Haq points out how the Hassan and Hossein episode of the narrative he has reconstructed is indicative of the part played by some Muslim settlers in "extending agriculture in Bengal". To him the signs of prosperity that one can adduce from the Hassan-Hossein episodes reveal the opulence of Bengal in the days of the Bengal Sultans. Of sociological interest in the narrative is the synthesis of different religious traditions he has been able to achieve from the extant versions. Wisdom for everyday life also abounds as when a courtier tries to impress Chand with a truth that he knows cannot be underestimated: "Trade and commerce are the economic backbone of a nation, the source of artha, wealth." Indeed, Huq states in his Prologue that the enduring as well as the syncretic nature of the Manasa tales makes it possible for him to side with someone like Professor Muhammad Shahjahan Mian, a scholar who has done extensive works on the central Manasa narrative, when he sees it as the "national epic" of Bangladesh.

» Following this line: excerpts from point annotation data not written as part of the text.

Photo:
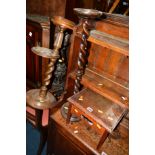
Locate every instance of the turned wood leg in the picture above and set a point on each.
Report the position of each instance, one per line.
(43, 139)
(69, 113)
(102, 139)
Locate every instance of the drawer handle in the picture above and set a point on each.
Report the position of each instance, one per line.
(30, 34)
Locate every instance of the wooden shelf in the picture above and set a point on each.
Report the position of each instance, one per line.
(109, 41)
(81, 133)
(103, 111)
(105, 87)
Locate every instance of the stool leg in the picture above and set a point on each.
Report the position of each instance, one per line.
(43, 139)
(69, 113)
(104, 136)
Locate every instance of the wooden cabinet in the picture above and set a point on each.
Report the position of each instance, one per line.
(37, 33)
(106, 74)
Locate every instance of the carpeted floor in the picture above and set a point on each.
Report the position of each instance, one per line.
(32, 140)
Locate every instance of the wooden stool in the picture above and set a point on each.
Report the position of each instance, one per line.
(40, 101)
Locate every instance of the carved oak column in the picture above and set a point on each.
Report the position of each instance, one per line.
(41, 98)
(86, 17)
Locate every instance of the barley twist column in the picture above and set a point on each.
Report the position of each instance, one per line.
(86, 17)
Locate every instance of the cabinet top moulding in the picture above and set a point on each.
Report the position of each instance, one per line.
(42, 20)
(109, 41)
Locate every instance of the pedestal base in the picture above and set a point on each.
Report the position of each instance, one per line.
(64, 112)
(33, 99)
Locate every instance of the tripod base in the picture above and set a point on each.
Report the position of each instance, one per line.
(34, 100)
(64, 111)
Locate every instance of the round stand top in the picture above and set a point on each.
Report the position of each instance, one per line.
(88, 13)
(43, 52)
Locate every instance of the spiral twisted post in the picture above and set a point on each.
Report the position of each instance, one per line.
(53, 59)
(86, 16)
(82, 59)
(41, 98)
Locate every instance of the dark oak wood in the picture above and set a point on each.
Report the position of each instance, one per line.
(37, 33)
(78, 138)
(107, 69)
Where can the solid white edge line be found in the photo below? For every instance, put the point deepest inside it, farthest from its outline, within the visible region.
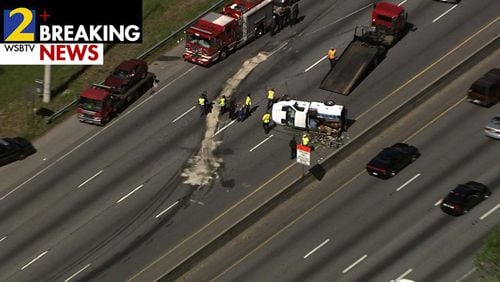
(354, 264)
(165, 210)
(317, 248)
(489, 212)
(97, 133)
(35, 259)
(185, 113)
(262, 142)
(407, 182)
(76, 273)
(404, 274)
(443, 14)
(220, 130)
(317, 62)
(92, 177)
(130, 193)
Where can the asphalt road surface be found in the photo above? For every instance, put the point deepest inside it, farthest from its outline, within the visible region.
(113, 200)
(368, 229)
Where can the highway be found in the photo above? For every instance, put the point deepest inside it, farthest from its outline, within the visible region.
(369, 229)
(120, 199)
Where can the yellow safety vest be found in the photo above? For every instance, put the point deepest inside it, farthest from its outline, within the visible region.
(266, 118)
(201, 101)
(305, 140)
(270, 95)
(222, 102)
(331, 54)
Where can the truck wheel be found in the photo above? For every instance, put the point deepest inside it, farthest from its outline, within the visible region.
(223, 54)
(329, 103)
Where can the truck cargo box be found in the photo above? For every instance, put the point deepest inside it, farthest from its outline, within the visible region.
(356, 62)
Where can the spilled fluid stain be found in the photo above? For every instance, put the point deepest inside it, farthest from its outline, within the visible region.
(202, 169)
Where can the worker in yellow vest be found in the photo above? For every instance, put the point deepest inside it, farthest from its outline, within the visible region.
(266, 122)
(222, 104)
(305, 140)
(203, 103)
(270, 97)
(248, 105)
(332, 54)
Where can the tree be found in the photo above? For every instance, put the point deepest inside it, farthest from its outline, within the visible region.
(487, 260)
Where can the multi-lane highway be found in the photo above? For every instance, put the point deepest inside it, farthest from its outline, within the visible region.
(368, 229)
(115, 202)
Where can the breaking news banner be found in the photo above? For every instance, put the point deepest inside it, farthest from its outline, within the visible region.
(54, 32)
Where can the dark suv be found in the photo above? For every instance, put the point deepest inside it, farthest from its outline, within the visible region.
(464, 197)
(126, 75)
(485, 91)
(391, 160)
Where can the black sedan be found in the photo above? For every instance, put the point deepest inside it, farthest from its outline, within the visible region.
(13, 149)
(464, 197)
(392, 159)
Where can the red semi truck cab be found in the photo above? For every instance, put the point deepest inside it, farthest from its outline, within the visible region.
(389, 17)
(95, 105)
(210, 38)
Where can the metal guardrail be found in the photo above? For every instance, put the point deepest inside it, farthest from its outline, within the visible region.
(144, 55)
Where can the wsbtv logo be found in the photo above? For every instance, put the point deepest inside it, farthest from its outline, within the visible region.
(19, 25)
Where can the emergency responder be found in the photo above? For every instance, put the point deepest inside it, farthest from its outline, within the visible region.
(305, 140)
(270, 97)
(232, 109)
(222, 104)
(295, 13)
(332, 53)
(266, 122)
(203, 103)
(248, 105)
(293, 148)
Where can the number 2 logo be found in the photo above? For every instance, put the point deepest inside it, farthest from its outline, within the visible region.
(19, 24)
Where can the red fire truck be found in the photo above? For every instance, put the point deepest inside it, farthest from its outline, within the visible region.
(215, 35)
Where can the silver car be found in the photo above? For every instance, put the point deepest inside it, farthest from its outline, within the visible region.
(492, 129)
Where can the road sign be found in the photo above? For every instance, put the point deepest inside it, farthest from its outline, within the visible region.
(304, 155)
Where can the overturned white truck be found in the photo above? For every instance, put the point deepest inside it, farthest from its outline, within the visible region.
(324, 121)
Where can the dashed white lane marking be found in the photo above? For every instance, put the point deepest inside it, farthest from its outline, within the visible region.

Certainly, The Triumph of the Snake Goddess has its epic moments. While in the first part we have episodes set in the high heavens and depiction of cataclysmic churnings on earth, in the second part we have the epic sea voyage of the merchant king down the Gangetic delta and into the Bay of Bengal, and Behula's unforgettable river journey for her spouse's sake. For good measure, we have moments with some mastans or hoodlums of the underworld, for we must know that its "big boss" Yama and "his minions" forever intend to "threaten the stability of the universe as a whole." I particularly delighted in the description of Behula's bodice, for not merely is this a wonderful instance of Huq's luxuriant imagination but also a reminder—intertextually—that Manasa's tale belongs to the tradition of epic poetry so classically established with Homer's Iliad and so superbly evoked in W.H. Auden's poetic re-visioning of the shield of Achilles.
Kaiser Huq's achievement in The Triumph of the Snake Goddess is thus manifold. Deftly and ingeniously, he has written a sort of national epic for Bangladeshis that is also an updating of a traditional folk epic (if we can be generous in assessing such claims and not bigoted or pedantic) as well as a tale of gods and goddesses and mortals mired in the web woven by destiny—in other words, a work in the tradition of the major epics of the world. He has given us a work that we can delight in with scholarship that can entertain as well as edify. I can only hope that this elegantly produced Harvard University Press book will be available for readers in the subcontinent at a price or in an edition that is accessible and affordable; the effort and creativity Haq has put into his tale deserve nothing less.
Fakrul Alam is Professor of English at the University of Dhaka.